Les racines historiques du conflit
Les origines de la guerre des Malouines remontent au XVIIIe siècle. Découvertes probablement par des navigateurs britanniques en 1592, les îles font l’objet de revendications multiples au cours des siècles suivants. Les Français s’y installent en 1764 et les nomment « îles Malouines » en hommage aux marins de Saint-Malo. Peu après, les Britanniques établissent une colonie sur une autre île de l’archipel sans connaître la présence française. En 1767, l’Espagne rachète la colonie française et expulse les Britanniques en 1770, avant que ces derniers ne reviennent l’année suivante.

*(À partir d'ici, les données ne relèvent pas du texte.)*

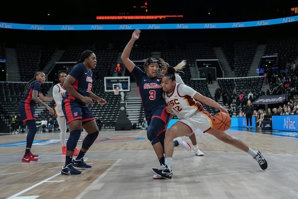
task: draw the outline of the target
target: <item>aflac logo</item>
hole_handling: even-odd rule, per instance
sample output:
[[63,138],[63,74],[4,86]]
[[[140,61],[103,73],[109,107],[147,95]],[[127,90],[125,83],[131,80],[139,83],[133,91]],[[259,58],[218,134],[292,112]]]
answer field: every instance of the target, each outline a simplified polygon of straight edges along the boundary
[[204,26],[204,28],[216,28],[216,25],[211,23],[205,23]]
[[160,29],[160,26],[156,24],[150,24],[148,26],[148,29]]
[[131,25],[120,25],[119,27],[120,29],[123,30],[131,30],[133,29]]
[[284,128],[287,129],[296,129],[295,121],[291,121],[289,117],[284,119]]
[[32,30],[43,30],[44,27],[38,25],[32,25],[30,28]]
[[71,30],[74,29],[74,26],[72,26],[70,25],[63,25],[61,28],[62,30]]
[[242,125],[243,125],[244,126],[246,126],[246,124],[247,124],[246,123],[246,118],[244,118],[243,119],[242,119]]
[[9,25],[5,23],[0,23],[0,28],[12,28],[12,25]]
[[233,23],[233,25],[232,26],[233,28],[239,28],[241,27],[244,27],[244,23]]
[[260,25],[269,25],[269,21],[258,21],[258,22],[257,23],[257,26],[260,26]]
[[91,30],[103,30],[103,26],[98,25],[92,25],[91,26]]

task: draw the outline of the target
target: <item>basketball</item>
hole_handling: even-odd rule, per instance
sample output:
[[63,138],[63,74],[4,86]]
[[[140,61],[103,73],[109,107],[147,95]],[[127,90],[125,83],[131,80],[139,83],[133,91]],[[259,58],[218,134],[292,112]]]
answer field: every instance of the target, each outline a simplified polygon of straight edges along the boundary
[[215,114],[212,119],[213,127],[221,131],[227,130],[231,125],[231,118],[229,115],[224,112]]

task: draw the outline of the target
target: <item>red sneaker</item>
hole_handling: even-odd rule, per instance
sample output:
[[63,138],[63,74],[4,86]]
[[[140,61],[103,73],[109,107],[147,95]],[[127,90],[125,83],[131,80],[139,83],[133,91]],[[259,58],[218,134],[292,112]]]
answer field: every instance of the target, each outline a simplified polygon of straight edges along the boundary
[[30,163],[30,162],[38,162],[38,161],[39,161],[39,160],[38,159],[35,159],[35,158],[32,157],[31,156],[30,156],[29,155],[29,154],[27,155],[26,156],[26,157],[23,157],[23,158],[22,158],[22,162],[23,162]]
[[74,148],[74,155],[77,155],[78,154],[79,152],[79,151],[78,150],[77,150],[76,147],[75,147]]
[[66,146],[62,146],[61,149],[62,150],[62,155],[66,154]]
[[39,158],[39,157],[40,156],[39,155],[33,155],[31,152],[29,153],[28,155],[31,158],[34,158],[34,159]]

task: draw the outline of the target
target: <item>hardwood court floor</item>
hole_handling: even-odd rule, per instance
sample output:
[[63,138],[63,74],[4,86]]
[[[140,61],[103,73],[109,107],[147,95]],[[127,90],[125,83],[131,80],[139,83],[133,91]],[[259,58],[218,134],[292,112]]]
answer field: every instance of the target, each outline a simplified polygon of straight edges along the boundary
[[[159,164],[146,131],[103,131],[85,155],[92,169],[82,170],[81,175],[63,176],[65,156],[59,133],[36,134],[32,151],[41,157],[35,163],[21,161],[26,134],[2,135],[0,199],[298,198],[298,139],[227,132],[260,151],[267,169],[262,170],[248,154],[206,133],[197,136],[204,156],[176,147],[172,179],[153,180],[150,169]],[[82,133],[78,148],[85,135]]]

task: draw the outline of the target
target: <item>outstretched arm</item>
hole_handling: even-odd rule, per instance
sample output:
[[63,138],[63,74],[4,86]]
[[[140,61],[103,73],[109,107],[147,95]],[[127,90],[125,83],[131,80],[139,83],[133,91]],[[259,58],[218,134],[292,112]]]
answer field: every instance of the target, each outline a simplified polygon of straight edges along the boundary
[[129,56],[135,42],[140,37],[140,33],[141,30],[139,29],[137,29],[135,30],[132,35],[132,38],[126,45],[121,55],[121,60],[122,60],[122,62],[123,62],[123,64],[124,64],[125,67],[129,72],[132,72],[135,68],[135,64],[129,59]]

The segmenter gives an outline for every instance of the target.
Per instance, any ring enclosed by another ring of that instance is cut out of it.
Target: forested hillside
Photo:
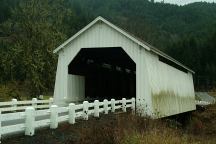
[[[52,91],[57,62],[52,51],[99,15],[191,67],[196,72],[197,89],[215,87],[216,4],[1,0],[0,89],[4,89],[3,93],[13,90],[13,95],[19,96],[22,91],[28,95]]]

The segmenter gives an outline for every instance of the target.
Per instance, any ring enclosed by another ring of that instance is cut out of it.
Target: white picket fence
[[[1,112],[15,112],[25,110],[29,106],[33,106],[35,109],[45,109],[49,108],[53,104],[53,98],[49,100],[37,100],[33,98],[32,100],[17,101],[17,99],[12,99],[9,102],[0,102]]]
[[[108,114],[109,111],[122,110],[126,112],[127,108],[132,109],[135,113],[135,98],[126,100],[111,99],[99,102],[95,100],[93,103],[84,101],[83,104],[70,103],[68,107],[58,107],[52,105],[50,109],[35,110],[33,106],[27,107],[25,112],[5,113],[0,112],[0,138],[1,136],[13,134],[17,132],[25,132],[25,135],[32,136],[35,129],[50,126],[51,129],[58,127],[60,122],[68,121],[75,124],[76,119],[83,118],[88,120],[90,115],[99,117],[100,113]]]

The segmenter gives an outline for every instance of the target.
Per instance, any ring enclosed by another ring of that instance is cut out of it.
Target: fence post
[[[89,102],[84,101],[83,102],[83,119],[88,120],[88,107],[89,107]]]
[[[122,111],[126,112],[126,99],[122,98]]]
[[[25,109],[25,135],[33,136],[35,133],[35,109],[27,107]]]
[[[115,112],[115,99],[111,99],[111,111]]]
[[[49,107],[51,107],[53,104],[53,98],[49,98]]]
[[[135,114],[135,98],[131,99],[131,109],[132,109],[132,114]]]
[[[32,106],[37,109],[37,98],[32,98]]]
[[[76,118],[75,104],[70,103],[68,108],[69,108],[69,123],[75,124],[75,118]]]
[[[94,117],[99,117],[99,101],[94,101]]]
[[[12,99],[11,104],[12,104],[11,106],[12,106],[13,110],[16,111],[17,110],[17,99]]]
[[[105,100],[103,101],[103,103],[104,103],[104,113],[105,113],[105,114],[108,114],[108,100],[105,99]]]
[[[58,106],[52,105],[50,107],[50,128],[55,129],[58,127]]]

Après l’indépendance des colonies espagnoles d’Amérique du Sud, l’Argentine hérite des revendications espagnoles et installe une colonie en 1820. Les Britanniques reviennent en 1833 et expulsent les Argentins, établissant un contrôle qui perdure jusqu’à nos jours. Pour les Argentins, cette prise de contrôle représente une usurpation coloniale, tandis que les Britanniques s’appuient sur le principe d’autodétermination, les « Kelpers » (habitants des îles) souhaitant majoritairement rester britanniques.

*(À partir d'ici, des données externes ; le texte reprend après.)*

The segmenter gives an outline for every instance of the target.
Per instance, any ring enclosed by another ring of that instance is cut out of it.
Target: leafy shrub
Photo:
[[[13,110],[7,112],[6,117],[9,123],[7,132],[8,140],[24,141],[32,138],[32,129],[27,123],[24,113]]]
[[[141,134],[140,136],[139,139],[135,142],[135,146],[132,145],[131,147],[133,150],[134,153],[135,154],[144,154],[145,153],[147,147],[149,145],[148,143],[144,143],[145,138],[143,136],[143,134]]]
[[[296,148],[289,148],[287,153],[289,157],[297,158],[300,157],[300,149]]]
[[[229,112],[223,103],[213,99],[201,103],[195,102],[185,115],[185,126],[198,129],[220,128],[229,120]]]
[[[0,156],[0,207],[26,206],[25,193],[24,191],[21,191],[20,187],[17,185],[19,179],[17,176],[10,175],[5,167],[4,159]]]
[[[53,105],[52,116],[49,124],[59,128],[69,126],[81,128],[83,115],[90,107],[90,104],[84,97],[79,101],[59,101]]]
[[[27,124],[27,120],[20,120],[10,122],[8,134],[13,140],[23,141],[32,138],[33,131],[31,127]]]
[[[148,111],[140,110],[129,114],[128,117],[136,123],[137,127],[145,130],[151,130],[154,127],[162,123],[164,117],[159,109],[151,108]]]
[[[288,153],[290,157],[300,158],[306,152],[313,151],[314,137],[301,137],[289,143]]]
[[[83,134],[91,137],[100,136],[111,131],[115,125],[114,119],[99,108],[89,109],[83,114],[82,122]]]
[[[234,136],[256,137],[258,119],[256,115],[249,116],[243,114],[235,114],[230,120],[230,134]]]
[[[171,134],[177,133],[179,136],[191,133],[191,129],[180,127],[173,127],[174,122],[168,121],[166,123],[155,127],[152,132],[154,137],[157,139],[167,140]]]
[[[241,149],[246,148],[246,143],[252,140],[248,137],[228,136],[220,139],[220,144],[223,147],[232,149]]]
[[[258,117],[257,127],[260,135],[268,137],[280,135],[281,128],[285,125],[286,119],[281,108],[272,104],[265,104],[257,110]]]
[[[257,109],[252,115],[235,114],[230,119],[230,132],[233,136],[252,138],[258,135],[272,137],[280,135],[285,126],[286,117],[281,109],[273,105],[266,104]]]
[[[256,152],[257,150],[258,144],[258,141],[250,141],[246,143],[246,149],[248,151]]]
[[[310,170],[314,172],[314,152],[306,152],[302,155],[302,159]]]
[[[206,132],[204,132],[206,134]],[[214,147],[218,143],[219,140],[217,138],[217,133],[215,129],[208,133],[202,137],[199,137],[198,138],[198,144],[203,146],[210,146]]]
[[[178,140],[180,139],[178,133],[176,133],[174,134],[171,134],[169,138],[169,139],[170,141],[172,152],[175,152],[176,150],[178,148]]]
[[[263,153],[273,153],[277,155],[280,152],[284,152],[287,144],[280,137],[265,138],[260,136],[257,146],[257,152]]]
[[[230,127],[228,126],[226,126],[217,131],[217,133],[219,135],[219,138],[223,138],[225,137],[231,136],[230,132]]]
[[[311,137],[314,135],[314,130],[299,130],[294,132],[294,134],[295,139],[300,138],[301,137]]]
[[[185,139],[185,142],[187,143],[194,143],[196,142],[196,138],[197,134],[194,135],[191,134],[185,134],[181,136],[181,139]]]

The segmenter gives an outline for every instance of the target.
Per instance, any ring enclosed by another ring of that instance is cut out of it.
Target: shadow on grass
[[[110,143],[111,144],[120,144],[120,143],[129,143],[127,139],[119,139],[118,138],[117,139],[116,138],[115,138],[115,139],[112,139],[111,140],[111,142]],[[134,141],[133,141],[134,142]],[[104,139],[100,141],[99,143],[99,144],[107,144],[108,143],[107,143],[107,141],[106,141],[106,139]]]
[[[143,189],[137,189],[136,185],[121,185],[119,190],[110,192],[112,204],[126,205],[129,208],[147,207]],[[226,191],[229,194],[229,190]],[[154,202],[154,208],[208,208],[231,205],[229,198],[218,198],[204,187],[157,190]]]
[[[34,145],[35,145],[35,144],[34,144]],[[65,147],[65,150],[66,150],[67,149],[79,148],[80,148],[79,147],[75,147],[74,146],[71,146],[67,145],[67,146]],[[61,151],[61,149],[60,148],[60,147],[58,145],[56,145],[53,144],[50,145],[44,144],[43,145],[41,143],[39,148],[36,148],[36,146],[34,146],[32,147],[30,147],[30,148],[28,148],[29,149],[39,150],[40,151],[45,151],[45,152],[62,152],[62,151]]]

Au fil des décennies, la question des Malouines (ou Falklands pour les Britanniques) devient un sujet de fierté nationale en Argentine. Les gouvernements successifs, quelle que soit leur orientation politique, maintiennent la revendication de souveraineté sur ce qu’ils appellent les « Islas Malvinas ». Dans les écoles argentines, les cartes géographiques représentent systématiquement ces îles comme partie intégrante du territoire national. Cette vision est profondément ancrée dans la conscience collective argentine.
La question diplomatique s’intensifie dans les années 1960-1970, avec l’adoption de la résolution 2065 par l’Assemblée générale des Nations Unies en 1965, qui reconnaît l’existence d’un différend de souveraineté et invite les deux parties à négocier. Des pourparlers ont lieu, mais butent systématiquement sur la question fondamentale : pour les Britanniques, toute solution doit respecter les souhaits des insulaires ; pour les Argentins, leur présence même est le fruit d’une colonisation illégitime.
L’invasion argentine et ses motivations
Le 2 avril 1982, l’Argentine lance l’opération « Rosario » : environ 3.000 soldats débarquent sur les îles Malouines. Face à cette force écrasante, la petite garnison britannique de 68 Royal Marines ne peut opposer qu’une résistance symbolique. Le gouverneur britannique Rex Hunt capitule après quelques heures de combat. L’invasion est soigneusement planifiée par la junte militaire argentine, dirigée par le général Leopoldo Galtieri.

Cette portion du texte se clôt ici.